Vincent Tumy spoke to my theology class on Tuesday. He was very conservative. At one point he commended the social value of caring for the handicapped and otherwise disadvantaged, comparing the example of a nomadic society which carried a woman who had been born disabled around the desert for the entire duration of her life to the example of women who have sued hospitals for depriving them of their opportunity to abort their handicapped children by not informing them of the handicaps. I have some questions for the good doctor:
Have you ever carried a handicapped woman around the desert? Have you ever carried any handicapped person anywhere? Have you ever even pushed one around in a wheelchair?
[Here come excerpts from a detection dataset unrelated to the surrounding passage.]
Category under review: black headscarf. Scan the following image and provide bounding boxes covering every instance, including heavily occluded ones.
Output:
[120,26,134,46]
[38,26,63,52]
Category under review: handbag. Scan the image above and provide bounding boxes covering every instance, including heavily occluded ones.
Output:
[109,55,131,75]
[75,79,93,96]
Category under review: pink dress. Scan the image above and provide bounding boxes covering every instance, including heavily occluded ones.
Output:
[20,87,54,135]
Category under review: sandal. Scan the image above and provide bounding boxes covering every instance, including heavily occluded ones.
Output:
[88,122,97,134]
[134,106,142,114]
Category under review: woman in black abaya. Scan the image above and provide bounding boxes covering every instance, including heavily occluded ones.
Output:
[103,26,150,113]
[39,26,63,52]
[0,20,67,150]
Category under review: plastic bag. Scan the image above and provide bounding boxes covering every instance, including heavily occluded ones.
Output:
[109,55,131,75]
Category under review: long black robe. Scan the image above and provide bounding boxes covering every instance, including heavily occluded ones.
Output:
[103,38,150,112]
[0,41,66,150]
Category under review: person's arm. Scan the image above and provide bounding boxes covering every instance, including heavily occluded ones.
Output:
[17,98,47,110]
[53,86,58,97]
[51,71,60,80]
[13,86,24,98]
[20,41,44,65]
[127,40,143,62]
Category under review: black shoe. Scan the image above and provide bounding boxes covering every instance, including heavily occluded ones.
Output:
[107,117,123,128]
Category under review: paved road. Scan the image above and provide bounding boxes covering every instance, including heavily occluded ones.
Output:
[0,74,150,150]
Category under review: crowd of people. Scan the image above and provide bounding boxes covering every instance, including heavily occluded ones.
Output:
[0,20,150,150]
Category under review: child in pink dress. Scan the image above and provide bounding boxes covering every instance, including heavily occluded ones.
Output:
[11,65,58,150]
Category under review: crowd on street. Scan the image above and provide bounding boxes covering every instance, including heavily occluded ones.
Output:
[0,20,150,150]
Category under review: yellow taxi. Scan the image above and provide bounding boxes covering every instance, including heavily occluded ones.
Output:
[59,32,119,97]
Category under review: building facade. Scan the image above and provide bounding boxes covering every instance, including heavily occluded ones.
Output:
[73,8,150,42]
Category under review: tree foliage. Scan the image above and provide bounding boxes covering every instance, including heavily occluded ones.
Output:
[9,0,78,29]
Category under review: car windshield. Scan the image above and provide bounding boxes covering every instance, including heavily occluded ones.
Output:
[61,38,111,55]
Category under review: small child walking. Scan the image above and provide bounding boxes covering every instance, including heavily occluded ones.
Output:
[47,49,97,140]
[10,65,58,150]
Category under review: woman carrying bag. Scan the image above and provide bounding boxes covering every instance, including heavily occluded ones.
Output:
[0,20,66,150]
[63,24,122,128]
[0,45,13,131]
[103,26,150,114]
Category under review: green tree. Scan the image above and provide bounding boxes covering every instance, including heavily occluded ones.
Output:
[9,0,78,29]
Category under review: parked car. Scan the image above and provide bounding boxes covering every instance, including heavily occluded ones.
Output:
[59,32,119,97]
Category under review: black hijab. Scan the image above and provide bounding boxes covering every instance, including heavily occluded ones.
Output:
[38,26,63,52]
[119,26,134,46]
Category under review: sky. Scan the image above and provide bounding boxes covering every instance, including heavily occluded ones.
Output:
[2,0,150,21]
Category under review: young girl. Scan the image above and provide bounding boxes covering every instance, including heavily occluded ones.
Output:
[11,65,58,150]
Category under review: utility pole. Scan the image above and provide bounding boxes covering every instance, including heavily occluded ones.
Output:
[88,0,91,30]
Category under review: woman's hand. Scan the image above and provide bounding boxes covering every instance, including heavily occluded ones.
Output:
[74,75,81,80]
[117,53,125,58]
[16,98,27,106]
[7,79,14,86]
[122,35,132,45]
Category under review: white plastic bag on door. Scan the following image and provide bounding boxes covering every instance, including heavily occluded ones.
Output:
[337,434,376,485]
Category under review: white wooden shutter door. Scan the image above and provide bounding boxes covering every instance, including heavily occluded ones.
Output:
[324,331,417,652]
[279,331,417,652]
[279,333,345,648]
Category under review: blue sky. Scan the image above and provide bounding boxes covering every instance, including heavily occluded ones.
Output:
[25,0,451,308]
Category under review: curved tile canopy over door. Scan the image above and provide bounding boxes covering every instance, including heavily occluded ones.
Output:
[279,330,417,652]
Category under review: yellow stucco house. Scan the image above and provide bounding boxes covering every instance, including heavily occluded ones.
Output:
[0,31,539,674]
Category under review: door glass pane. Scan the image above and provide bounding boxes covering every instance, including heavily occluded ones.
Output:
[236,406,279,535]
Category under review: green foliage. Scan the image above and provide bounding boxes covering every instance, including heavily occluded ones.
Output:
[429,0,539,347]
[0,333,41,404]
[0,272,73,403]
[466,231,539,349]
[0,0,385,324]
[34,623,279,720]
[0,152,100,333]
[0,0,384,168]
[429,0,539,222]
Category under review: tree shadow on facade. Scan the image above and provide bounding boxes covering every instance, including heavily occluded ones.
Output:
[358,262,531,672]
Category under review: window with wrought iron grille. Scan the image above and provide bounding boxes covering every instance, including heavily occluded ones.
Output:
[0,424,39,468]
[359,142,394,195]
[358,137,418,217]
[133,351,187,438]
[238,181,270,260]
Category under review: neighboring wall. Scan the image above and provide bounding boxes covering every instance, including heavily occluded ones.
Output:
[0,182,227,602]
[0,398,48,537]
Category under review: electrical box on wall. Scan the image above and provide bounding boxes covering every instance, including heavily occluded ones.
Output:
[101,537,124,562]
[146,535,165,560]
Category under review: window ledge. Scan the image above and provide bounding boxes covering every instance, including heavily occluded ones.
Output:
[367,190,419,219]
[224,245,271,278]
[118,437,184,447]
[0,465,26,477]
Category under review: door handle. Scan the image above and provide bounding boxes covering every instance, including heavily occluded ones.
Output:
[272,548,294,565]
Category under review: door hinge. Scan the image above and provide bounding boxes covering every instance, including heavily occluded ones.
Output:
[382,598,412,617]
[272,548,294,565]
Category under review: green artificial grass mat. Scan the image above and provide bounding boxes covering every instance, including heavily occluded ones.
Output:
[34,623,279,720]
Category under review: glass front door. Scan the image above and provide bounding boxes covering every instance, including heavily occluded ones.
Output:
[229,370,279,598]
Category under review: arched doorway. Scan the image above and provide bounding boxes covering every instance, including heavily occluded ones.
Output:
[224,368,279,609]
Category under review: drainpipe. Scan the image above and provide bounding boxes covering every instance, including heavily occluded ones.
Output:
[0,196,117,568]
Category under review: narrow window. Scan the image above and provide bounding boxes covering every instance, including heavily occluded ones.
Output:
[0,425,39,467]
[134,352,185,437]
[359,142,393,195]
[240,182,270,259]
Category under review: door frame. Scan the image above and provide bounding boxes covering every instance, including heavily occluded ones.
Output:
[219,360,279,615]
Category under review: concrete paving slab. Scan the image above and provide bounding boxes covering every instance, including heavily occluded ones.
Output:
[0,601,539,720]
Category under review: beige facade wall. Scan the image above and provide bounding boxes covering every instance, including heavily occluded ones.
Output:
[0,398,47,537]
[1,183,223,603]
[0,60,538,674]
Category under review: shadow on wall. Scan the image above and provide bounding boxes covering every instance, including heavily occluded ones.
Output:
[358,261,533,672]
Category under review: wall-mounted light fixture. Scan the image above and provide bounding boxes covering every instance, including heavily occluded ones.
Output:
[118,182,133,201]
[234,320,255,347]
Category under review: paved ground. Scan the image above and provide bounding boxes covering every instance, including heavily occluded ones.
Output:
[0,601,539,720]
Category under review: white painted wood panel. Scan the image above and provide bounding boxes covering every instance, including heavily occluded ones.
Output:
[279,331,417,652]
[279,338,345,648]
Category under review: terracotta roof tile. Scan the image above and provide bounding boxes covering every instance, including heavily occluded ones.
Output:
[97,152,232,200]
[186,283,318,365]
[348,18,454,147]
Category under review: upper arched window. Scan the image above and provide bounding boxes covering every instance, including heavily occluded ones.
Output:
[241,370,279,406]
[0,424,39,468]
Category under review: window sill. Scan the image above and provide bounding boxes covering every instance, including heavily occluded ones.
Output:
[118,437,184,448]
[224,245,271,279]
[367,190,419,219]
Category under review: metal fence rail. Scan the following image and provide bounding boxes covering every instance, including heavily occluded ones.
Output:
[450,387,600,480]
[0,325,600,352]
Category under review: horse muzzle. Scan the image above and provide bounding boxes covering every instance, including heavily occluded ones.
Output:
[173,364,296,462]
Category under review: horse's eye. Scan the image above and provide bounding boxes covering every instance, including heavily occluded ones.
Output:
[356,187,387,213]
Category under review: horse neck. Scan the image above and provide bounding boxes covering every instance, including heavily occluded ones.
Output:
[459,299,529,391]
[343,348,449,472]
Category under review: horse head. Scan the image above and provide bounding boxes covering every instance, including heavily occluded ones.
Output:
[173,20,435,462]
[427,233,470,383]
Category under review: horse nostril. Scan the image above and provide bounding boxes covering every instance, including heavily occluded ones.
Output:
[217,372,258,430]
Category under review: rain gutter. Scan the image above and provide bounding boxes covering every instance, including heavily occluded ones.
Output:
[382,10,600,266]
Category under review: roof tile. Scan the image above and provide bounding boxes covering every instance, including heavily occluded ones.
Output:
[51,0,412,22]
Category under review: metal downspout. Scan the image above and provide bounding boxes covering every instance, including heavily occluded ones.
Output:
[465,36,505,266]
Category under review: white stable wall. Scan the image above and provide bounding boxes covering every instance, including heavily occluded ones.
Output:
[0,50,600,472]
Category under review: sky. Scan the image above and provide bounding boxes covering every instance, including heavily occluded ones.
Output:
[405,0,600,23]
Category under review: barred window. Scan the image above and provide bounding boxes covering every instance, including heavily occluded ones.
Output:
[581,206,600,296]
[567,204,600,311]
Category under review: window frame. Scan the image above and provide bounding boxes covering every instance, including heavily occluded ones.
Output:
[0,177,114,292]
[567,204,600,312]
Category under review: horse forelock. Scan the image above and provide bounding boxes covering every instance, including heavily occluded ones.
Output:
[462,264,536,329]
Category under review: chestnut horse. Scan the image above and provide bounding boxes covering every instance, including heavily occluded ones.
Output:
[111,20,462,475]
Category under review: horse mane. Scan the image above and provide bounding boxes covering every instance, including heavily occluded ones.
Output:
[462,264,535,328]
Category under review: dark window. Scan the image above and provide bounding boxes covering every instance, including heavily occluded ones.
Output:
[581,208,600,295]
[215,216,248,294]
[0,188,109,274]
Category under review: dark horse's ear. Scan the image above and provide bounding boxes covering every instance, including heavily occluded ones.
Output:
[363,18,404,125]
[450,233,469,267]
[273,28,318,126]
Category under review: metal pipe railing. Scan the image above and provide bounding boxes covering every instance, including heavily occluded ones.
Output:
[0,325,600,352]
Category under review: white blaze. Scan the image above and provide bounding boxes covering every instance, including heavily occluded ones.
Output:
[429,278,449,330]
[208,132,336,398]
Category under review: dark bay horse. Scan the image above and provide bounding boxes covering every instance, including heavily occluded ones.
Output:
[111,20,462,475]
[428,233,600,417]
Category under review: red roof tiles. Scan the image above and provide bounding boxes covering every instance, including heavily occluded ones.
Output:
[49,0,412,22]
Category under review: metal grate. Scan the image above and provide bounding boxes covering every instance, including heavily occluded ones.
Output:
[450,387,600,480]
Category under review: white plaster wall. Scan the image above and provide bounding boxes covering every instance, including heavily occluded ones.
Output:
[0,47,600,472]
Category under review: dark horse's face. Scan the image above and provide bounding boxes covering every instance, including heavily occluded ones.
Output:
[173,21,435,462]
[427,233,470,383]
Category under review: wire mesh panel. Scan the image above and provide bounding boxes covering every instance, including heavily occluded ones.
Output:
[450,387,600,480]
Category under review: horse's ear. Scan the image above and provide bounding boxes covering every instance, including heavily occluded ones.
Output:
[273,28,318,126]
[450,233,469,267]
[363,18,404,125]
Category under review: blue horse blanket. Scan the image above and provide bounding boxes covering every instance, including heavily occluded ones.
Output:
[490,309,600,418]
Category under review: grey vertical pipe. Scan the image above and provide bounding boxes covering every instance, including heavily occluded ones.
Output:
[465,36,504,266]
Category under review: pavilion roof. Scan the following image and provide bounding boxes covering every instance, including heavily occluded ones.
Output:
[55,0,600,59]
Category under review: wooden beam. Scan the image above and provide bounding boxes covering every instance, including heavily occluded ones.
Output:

Have you ever become pregnant with or given birth to a handicapped child, and thus been saddled with the rewards and responsibilities of raising one? Have you ever fathered such a child? Have you ever demonstrated your commitment to the commendable values of sacrifice and service, and simultaneously preserved the valuable life of a child, by going to a woman who was planning to abort her handicapped child and offering to assume responsibility for raising the child if she would consent to give birth to it? Have you ever looked into adopting one of the many abandoned or orphaned handicapped children who are routinely passed over in favor of healthy orphans, thereby demonstrating your commitment to these values which you commend?
Or have you simply spent your life pointing to some one's behavior as commendable, and some other's contrary behavior as disgraceful, without actually applying to your own life these lessons that you impart to others through your writing? Have you in any way followed the example of the sacrificing nomadic tribe which you cite favorably? Has your behavior in any way set you apart from the women who decline the opportunity to make similar sacrifices? Do you realize that you too have this opportunity, or are you too busy encouraging other people to sacrifice for the good of the world and their souls?
Also, he distinguished Catholicism from Islam by saying that Catholicism grows and changes.